Wisdom: Eliminating false dualistic perception through clear seeing of the basic nature of bare sensate experience is a fundamental game-changer. It is the sanest thing I ever did or imagine I ever could do. It rights something that was wrong at the core. Dualistic misperception, the sense of an "I", of a doer, of a controller, of some split-off Subject: this illusion creates needless pain and all sorts of strange reactions to try to get that pain to go away, but no amount of tinkering with anything else solves it like just seeing through it by clear bare perception of the truth of one's own experience. This markedly reduces suffering rather than increasing it.
Whoever wrote that review clearly has no idea what they are talking about. These things I advocate are ancient, time-tested, worthy of implementing, skillful and obviously so, based on excellent premises, perform well in reality, are straightforward, and are not the dark and wrong path the reviewer makes them out to be.

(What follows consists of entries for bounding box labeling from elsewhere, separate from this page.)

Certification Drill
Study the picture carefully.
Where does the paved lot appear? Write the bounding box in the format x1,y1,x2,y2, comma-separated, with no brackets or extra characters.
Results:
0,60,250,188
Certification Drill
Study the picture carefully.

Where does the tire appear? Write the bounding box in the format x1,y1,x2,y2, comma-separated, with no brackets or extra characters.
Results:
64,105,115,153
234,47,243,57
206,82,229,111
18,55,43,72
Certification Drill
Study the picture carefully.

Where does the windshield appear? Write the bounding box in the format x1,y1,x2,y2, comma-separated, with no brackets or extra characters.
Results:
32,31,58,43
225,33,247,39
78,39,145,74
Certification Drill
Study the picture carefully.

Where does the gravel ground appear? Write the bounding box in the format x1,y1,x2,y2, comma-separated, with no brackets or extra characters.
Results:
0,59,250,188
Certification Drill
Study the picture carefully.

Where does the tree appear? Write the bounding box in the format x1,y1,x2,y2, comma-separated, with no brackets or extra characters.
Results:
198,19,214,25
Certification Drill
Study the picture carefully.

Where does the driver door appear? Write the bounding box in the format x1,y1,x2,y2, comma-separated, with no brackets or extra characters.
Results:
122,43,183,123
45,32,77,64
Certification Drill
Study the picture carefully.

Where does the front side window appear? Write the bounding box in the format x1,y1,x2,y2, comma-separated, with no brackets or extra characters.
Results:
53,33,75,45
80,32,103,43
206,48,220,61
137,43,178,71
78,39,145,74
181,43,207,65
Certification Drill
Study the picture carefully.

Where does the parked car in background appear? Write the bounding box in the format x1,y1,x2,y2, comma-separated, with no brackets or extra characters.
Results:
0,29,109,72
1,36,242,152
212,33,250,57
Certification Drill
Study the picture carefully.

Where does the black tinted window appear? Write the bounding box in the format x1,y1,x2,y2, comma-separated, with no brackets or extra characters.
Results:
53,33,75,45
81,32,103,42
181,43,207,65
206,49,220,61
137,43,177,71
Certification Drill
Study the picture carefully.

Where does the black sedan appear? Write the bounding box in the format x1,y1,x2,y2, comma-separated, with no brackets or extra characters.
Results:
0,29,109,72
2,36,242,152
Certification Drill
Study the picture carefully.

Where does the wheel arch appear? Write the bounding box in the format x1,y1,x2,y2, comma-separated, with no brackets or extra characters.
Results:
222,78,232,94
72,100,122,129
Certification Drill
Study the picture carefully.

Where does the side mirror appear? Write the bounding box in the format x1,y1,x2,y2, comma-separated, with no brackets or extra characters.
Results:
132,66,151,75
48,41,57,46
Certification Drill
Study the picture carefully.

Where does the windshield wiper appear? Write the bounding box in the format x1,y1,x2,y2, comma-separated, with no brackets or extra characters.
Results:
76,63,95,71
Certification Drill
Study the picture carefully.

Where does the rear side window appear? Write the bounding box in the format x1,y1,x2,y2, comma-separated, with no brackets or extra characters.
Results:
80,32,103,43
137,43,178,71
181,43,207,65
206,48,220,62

If for some reason you don't like the presentation style in MCTB: find them elsewhere. I like Thich Nhat Hahn and Pema Chodron for training in Morality, Bhante Gunaratana and The Visuddhimagga for training in Concentration, and Mahasi Sayadaw and U Pandita for training in Wisdom, but there are lots of other good sources available from many skillful traditions.
MCTB is available for free on this website and numerous other places, so you can read it and decide for yourself what you think of it. You could also try the practices and see what they lead to and decide for yourself. You can also check the references and see where those practices come from and go back to the original source material and get it there.